The Nova models are available through AWS’ Bedrock service for running models on Amazon cloud infrastructure, as are Anthropic’s Claude 4.5 models.
“We are a frontier lab that has focused on customers,” Rohit Prasad, Amazon head scientist for artificial general intelligence, told CNBC in an interview. “Our customers wanted it. We have invented on their behalf to make this happen.”
Nova Forge is also in use by internal Amazon customers, including teams that work on the company’s stores and the Alexa AI assistant, Prasad said.
Reddit needed an AI model for moderating content that would be sophisticated about the many subjects people discuss on the social network. Engineers found that a Nova model enhanced with Reddit data through Forge performed better than commercially available large-scale models, Prasad said. Booking.com, Nimbus Therapeutics, the Nomura Research Institute and Sony are also building models with Forge, Amazon said.
Organizations can request that Amazon engineers help them build their Forge models, but that assistance is not included in the new service’s $100,000 annual fee.
AWS is also introducing new models for developers at its Reinvent conference in Las Vegas this week.
Nova 2 Pro is a reasoning model whose tests show it performs at least as well as Anthropic’s Claude Sonnet 4.5, OpenAI’s GPT-5 and GPT-5.1, and Google’s Gemini 3.0 Pro Preview, Amazon said. Reasoning involves running a series of computations that might take extra time in response to requests to produce better answers. Nova 2 Pro will be available in early access to AWS customers with Forge subscriptions, Prasad said. That means Forge customers and Amazon engineers will be able to try Nova 2 Pro at the same time.

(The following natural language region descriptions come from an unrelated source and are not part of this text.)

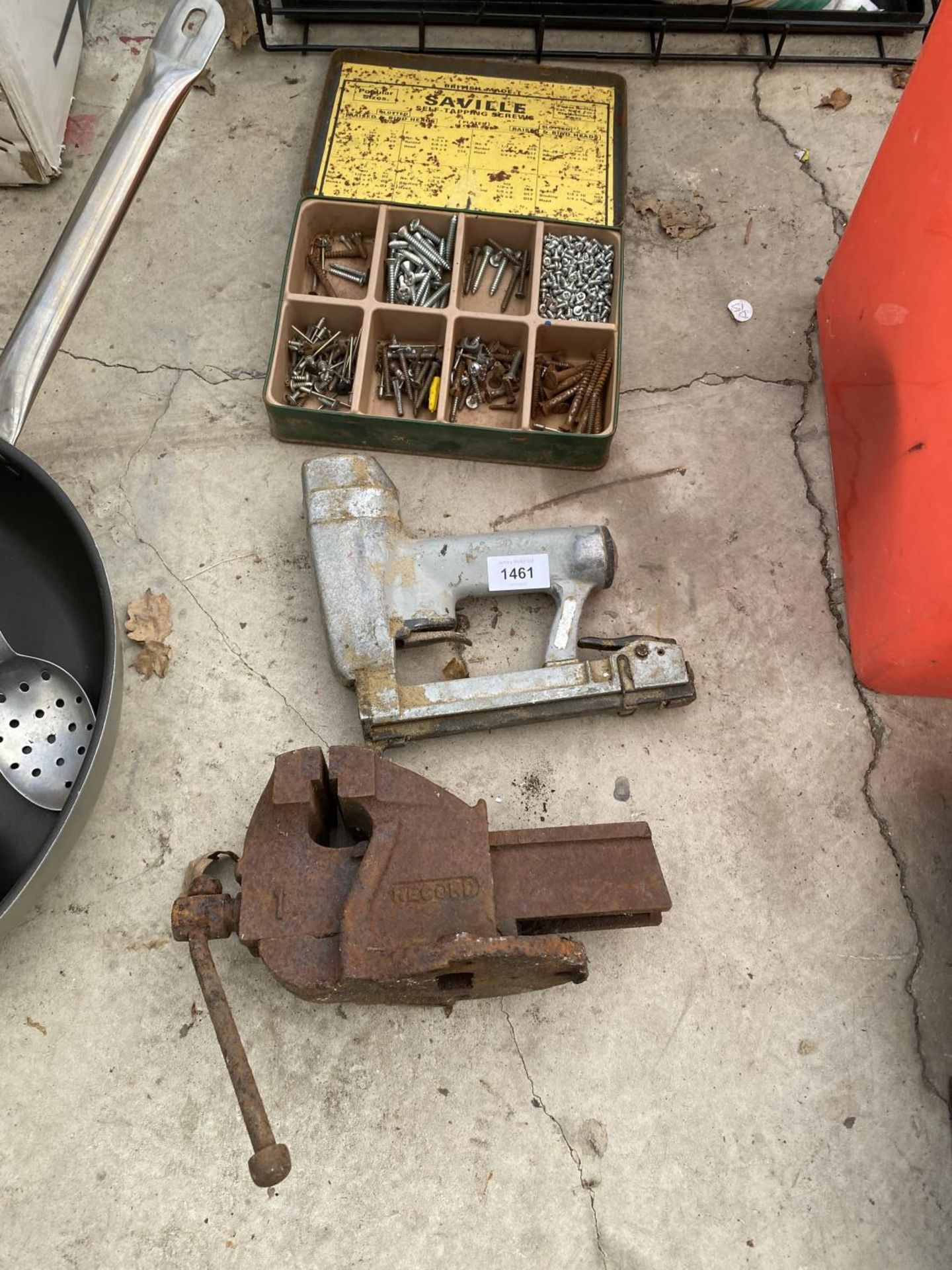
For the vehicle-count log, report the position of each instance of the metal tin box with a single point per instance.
(518, 154)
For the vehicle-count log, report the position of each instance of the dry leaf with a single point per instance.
(836, 101)
(678, 220)
(149, 622)
(150, 618)
(153, 659)
(239, 22)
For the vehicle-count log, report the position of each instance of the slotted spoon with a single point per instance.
(46, 722)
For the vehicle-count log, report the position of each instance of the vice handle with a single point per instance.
(177, 56)
(198, 916)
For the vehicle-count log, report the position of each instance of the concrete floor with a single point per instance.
(760, 1082)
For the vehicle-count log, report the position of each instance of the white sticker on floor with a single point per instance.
(518, 573)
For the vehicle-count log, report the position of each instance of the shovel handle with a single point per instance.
(177, 56)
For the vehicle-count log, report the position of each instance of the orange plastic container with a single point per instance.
(885, 321)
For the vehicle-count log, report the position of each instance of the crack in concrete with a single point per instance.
(587, 489)
(132, 521)
(838, 215)
(576, 1159)
(877, 730)
(226, 376)
(714, 380)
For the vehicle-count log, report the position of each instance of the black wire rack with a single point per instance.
(644, 32)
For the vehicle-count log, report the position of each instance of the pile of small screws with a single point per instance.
(573, 389)
(578, 277)
(323, 365)
(484, 374)
(418, 265)
(493, 255)
(409, 374)
(338, 247)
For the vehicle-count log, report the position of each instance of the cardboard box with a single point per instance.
(41, 42)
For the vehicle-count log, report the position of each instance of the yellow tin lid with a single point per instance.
(471, 135)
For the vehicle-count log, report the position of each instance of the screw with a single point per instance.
(416, 226)
(340, 271)
(499, 263)
(451, 240)
(481, 269)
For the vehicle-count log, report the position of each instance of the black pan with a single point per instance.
(55, 600)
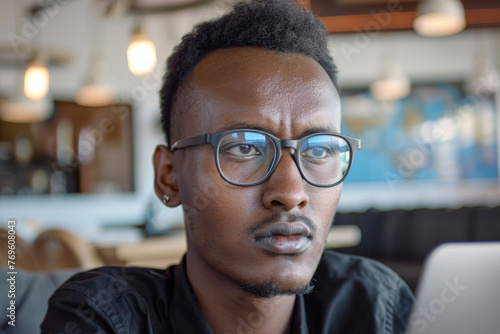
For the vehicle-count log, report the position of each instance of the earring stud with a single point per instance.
(165, 199)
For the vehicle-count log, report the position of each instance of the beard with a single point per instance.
(272, 289)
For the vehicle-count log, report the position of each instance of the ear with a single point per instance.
(165, 184)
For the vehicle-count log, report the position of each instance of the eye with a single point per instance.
(243, 150)
(317, 152)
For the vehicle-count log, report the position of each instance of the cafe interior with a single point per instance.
(80, 120)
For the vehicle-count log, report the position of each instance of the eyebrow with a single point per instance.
(243, 125)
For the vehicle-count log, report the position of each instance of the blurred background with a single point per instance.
(79, 120)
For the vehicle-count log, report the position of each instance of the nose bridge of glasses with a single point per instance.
(289, 143)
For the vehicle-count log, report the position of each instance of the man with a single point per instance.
(251, 108)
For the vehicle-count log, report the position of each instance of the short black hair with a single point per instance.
(279, 25)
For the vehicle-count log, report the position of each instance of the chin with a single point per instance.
(273, 289)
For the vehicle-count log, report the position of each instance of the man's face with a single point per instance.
(289, 96)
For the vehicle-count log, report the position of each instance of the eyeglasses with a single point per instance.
(249, 157)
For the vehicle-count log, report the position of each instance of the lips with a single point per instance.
(284, 238)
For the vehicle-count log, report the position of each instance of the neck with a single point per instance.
(228, 309)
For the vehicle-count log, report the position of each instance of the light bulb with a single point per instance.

Nova 2 Omni is another reasoning model that can process incoming images, speech, text and videos, and it generates images and text. It’s the first reasoning model with that range of capability, Amazon said. Amazon hopes that, by delivering a multifaceted model, it can lower the cost and complexity of incorporating AI models into applications.
Tens of thousands of organizations are using Nova models each week, Prasad said. AWS has said it has millions of customers. Nova is the second-most popular family of models in Bedrock, Prasad said. The top group of models are from Anthropic.